Financial Elder and Dependent Adult Abuse – A Primer For Litigators

Financial abuse of an elder or dependent adult is proscribed by the Elder Abuse and Dependent Adult Civil Protection Act, codified in Chapter 11 of the California Welfare and Institutions Code (“the Act”). Passed in 1982, the focus of this Act, sometimes referred to as EADACPA, is “to protect a particularly vulnerable portion of the population from gross mistreatment in the form of abuse and custodial neglect.”[1] Historically, elder or dependent adult abuse was rarely litigated “due to problems of proof, court delays, and the lack of incentives to prosecute these suits.”[2] With the passage of the Act, the California legislature created a broad, powerful statute that “enable[d] interested persons to engage attorneys to take up the cause of abused elderly persons and dependent adults.”[3] Although the stated purpose of the Act is to prevent specific, quasi-secretive abuse of elderly persons or disabled adults, its broad wording,  coupled with the near automatic award of attorney’s fees and costs, makes this Act not only a necessary addition to an appropriate complaint, but an invaluable tool in increasing the defendant’s exposure.

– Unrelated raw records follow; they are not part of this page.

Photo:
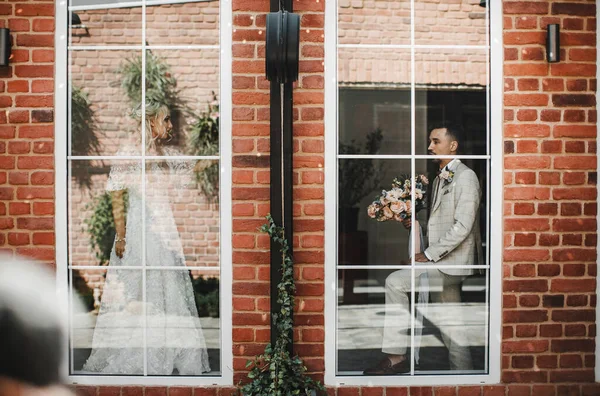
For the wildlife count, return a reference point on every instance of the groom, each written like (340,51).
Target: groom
(454,240)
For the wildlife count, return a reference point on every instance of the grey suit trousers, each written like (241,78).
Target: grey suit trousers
(396,332)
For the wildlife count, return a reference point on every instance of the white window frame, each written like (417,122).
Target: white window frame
(61,185)
(597,368)
(495,226)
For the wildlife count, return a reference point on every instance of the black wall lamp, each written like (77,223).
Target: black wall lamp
(553,43)
(282,46)
(4,46)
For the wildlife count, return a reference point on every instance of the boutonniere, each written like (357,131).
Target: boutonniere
(447,175)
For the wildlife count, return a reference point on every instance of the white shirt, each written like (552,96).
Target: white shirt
(449,166)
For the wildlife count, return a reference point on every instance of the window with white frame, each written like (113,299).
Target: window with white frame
(143,165)
(413,200)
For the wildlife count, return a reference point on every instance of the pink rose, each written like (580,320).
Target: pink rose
(388,213)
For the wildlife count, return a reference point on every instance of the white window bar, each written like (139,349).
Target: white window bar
(409,46)
(75,47)
(139,157)
(133,4)
(148,267)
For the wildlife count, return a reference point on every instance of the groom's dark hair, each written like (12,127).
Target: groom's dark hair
(455,131)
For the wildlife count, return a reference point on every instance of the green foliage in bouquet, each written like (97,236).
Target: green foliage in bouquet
(203,139)
(206,296)
(358,178)
(101,225)
(275,372)
(84,140)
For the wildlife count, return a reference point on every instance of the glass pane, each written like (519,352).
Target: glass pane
(449,22)
(359,22)
(191,23)
(452,89)
(372,233)
(108,335)
(103,198)
(449,320)
(454,323)
(105,26)
(461,198)
(374,101)
(104,91)
(182,222)
(179,341)
(183,85)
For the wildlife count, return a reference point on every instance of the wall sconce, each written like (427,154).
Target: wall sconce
(553,43)
(4,46)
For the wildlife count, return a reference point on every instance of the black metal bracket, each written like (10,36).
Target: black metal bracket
(281,154)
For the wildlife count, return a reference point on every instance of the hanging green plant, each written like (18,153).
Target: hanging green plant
(101,225)
(160,85)
(84,138)
(203,140)
(275,372)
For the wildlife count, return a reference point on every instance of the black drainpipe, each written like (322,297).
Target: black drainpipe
(281,160)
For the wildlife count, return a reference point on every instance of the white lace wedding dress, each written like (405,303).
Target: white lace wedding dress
(175,342)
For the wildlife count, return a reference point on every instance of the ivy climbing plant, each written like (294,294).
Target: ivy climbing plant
(275,372)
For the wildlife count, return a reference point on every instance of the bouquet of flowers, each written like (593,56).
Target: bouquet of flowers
(395,204)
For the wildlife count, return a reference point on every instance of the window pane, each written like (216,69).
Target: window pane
(108,336)
(374,101)
(449,22)
(104,93)
(381,22)
(452,88)
(100,196)
(178,341)
(191,23)
(186,83)
(182,218)
(449,320)
(106,26)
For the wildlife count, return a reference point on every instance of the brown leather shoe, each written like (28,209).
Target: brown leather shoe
(385,367)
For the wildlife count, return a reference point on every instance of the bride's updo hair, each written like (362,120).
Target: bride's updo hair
(154,110)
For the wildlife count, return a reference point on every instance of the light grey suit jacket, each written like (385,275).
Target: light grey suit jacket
(453,228)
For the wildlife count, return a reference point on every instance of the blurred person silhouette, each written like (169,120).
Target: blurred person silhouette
(32,331)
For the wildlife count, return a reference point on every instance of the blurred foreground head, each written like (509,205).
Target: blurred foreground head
(31,328)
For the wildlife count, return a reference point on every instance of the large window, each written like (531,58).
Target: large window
(413,294)
(143,154)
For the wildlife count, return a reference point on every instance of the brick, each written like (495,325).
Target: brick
(578,100)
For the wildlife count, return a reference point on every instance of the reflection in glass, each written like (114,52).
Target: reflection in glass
(457,199)
(187,83)
(452,88)
(374,121)
(191,23)
(359,23)
(105,26)
(182,202)
(363,240)
(102,102)
(450,23)
(92,212)
(108,336)
(449,322)
(178,342)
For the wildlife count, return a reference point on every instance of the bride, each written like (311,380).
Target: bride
(166,317)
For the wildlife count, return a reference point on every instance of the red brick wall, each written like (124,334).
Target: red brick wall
(550,192)
(27,132)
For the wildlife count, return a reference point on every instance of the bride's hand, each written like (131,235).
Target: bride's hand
(120,248)
(406,223)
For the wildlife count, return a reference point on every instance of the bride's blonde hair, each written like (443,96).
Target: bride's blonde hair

This article is designed to provide an overview of the usefulness of EADACPA. It will discuss the elements of a claim, the remedies available, and most importantly, practical applications of financial elder and dependent adult abuse beyond the realm of typical elder abuse cases. This article is not a comprehensive analysis. However, it will hopefully provide a primer for attorneys not versed in this area of law, and will add to their litigation toolbox.

What is Financial Abuse?

Financial abuse occurs when a person (1) takes, secretes, appropriates, obtains, or retains; (2) the real or personal property; (3) of an elder or dependent adult; (4) for a wrongful use or with intent to defraud, or both.[4] A person is equally liable for financial elder abuse if they “assist” another in doing any of the above.[5]

The first two elements, taking, secreting, appropriating, obtaining, or retaining the real or personal property, are straightforward. In a common scenario, this would occur when a caregiver forges a check to herself from the elder’s account or a sibling misappropriates the inheritance of his disabled adult sibling. However, as discussed infra, these two elements can lead to broad-reaching applications of this statute.

The third element is also straightforward.  An elder is “any person residing in [California], 65 years of age or older.”[6]  A dependent adult is more broadly defined. The definition includes:

any person residing in [California], between the ages of 18 and 64 years, who has physical or mental limitations that restrict his or her ability to carry out normal activities or to protect his or her rights including, but not limited to, persons who have physical or developmental disabilities or whose physical or mental abilities have diminished because of age.[7]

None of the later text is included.